In 2010, Lester merged his company CLM Entertainment with Twenty First Artists and was subsequently appointed Global Chief Executive Officer. Twenty-First Artists was originally launched in 2000 and has represented artists such as Elton John, Jamiroquai, James Blunt and Lily Allen among many others. The company was sold to The Sanctuary Music Group in 2005 and was subsequently acquired by Universal Music Group in 2007.

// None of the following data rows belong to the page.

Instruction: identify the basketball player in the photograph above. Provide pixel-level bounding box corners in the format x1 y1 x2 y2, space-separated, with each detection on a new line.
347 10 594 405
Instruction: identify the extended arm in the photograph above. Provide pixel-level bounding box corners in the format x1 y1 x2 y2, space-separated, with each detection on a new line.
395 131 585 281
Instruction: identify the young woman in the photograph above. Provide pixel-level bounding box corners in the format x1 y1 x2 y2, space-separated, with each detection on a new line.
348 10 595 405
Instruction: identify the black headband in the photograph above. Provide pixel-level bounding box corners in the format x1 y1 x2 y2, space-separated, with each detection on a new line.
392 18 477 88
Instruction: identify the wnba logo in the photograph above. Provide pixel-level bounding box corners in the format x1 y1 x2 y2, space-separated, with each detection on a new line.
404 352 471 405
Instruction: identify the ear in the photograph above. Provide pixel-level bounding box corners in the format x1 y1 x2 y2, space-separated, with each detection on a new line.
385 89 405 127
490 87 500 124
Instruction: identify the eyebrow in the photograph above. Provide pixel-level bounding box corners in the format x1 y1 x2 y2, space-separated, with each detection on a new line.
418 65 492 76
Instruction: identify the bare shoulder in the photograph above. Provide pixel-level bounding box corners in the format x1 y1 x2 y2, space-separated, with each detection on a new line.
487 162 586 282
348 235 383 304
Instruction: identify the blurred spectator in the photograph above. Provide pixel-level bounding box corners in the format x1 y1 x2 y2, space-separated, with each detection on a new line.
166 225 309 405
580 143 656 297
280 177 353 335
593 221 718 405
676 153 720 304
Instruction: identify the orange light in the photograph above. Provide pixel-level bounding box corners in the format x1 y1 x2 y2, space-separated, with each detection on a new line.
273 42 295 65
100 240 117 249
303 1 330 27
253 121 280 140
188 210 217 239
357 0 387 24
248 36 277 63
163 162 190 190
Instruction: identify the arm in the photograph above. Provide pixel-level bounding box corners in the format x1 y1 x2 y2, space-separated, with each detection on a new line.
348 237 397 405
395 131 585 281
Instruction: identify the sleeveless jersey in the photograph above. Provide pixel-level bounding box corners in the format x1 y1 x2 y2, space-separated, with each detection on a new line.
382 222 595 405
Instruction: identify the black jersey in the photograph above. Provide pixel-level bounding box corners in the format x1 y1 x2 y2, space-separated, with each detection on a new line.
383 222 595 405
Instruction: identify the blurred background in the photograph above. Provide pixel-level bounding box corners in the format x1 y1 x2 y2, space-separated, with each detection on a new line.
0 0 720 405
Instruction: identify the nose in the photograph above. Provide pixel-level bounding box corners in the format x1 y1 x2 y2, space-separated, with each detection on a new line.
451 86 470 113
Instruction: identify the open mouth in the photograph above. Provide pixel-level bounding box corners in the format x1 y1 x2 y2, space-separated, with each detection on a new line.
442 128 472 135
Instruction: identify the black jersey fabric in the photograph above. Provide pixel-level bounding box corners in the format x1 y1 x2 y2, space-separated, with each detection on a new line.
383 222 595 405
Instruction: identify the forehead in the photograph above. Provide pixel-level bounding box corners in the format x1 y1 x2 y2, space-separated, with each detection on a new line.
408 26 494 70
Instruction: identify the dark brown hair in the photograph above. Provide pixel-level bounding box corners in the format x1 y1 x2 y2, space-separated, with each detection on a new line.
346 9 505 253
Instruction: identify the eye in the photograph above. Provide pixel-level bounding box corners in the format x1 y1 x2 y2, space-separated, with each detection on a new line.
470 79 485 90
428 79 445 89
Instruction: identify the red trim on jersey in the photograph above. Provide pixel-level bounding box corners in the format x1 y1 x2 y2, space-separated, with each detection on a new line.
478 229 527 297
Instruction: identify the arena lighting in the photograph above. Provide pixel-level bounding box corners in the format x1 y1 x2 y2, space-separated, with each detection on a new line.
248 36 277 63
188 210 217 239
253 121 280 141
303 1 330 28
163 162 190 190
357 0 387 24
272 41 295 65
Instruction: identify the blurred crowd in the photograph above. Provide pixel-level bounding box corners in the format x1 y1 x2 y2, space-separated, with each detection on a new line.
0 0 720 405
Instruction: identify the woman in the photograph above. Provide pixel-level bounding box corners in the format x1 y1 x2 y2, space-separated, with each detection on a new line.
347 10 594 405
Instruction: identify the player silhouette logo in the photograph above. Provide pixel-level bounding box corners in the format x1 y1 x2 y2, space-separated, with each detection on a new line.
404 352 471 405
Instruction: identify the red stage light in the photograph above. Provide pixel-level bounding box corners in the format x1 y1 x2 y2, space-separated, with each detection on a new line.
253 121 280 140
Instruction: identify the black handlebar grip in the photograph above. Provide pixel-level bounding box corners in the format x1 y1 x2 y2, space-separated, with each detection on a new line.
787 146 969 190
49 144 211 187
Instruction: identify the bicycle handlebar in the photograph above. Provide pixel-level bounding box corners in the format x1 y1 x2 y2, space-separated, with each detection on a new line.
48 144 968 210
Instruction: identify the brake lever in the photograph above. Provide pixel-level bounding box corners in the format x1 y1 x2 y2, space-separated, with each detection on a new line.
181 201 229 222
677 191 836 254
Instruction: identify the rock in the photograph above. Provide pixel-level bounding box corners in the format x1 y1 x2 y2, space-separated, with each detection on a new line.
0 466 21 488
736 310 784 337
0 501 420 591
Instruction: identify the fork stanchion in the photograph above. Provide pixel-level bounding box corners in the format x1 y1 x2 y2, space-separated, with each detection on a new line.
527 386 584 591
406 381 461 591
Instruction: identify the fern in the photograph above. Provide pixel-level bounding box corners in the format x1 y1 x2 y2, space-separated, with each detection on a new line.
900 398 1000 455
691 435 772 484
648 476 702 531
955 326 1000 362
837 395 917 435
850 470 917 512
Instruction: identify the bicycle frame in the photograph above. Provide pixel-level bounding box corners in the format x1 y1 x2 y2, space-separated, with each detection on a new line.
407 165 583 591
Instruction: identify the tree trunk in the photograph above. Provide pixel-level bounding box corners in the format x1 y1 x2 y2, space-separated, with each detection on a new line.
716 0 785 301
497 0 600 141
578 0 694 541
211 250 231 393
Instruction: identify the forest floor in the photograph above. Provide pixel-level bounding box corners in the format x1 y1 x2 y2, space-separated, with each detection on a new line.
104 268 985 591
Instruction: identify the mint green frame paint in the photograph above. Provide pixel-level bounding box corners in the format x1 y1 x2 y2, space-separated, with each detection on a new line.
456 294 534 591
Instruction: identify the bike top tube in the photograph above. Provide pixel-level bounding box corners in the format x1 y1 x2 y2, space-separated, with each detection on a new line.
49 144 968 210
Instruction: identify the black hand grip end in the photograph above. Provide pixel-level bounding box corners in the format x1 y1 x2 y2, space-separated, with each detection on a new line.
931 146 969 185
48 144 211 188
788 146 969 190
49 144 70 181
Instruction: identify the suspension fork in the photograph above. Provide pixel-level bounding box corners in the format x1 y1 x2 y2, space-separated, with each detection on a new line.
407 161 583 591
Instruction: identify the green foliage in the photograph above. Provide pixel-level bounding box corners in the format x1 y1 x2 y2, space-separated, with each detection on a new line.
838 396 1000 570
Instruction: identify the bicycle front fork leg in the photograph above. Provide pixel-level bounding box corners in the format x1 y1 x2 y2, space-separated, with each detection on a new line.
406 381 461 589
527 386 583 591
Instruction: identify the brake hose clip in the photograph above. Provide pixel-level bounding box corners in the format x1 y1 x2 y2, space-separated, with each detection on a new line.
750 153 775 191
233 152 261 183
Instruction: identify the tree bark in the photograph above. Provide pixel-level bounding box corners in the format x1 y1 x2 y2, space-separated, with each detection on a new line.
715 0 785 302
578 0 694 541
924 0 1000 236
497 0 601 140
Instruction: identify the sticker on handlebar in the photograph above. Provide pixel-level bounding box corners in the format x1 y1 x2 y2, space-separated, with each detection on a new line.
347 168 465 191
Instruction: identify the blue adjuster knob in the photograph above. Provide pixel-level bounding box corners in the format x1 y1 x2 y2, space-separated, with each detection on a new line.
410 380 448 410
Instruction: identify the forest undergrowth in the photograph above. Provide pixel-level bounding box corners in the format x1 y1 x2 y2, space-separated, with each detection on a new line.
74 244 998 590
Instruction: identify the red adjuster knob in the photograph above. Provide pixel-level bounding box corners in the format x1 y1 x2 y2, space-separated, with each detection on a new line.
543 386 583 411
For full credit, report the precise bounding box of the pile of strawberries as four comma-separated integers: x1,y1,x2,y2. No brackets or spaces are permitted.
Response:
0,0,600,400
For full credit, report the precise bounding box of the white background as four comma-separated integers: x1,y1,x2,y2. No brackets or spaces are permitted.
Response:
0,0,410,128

In 2023, Lester was granted an O-1 Classification Visa for the United States.

===Awards===

In addition to his role as CEO/Chairman of JEM, Colin has been awarded many awards throughout his career including an Honorary Doctorate from Southampton Solent University where he is a regular lecturer. He was awarded 'The Peter Grant Award' for outstanding achievement from the UK's Music Manager Forum in 2002, the Gold Badge Award' by BASCA (The British Academy of Songwriters and Composers Association) for his work with UK songwriters in 2007 and the 'Artist Loyalty Award' for his longstanding relationship with Craig David at the 2016 A&R awards. He is also on the board of trustees for the MOBO Charity (Music of Black Origin) and is also on the committee of the Holocaust charity 'The 45 Aid Society' where he annually raises funds for worthy community and aid projects on their behalf.

===OBE===
On 30 December 2020, Lester was announced on the Queen's New Year Honours List to receive an OBE in recognition of his services to the music industry and to charity.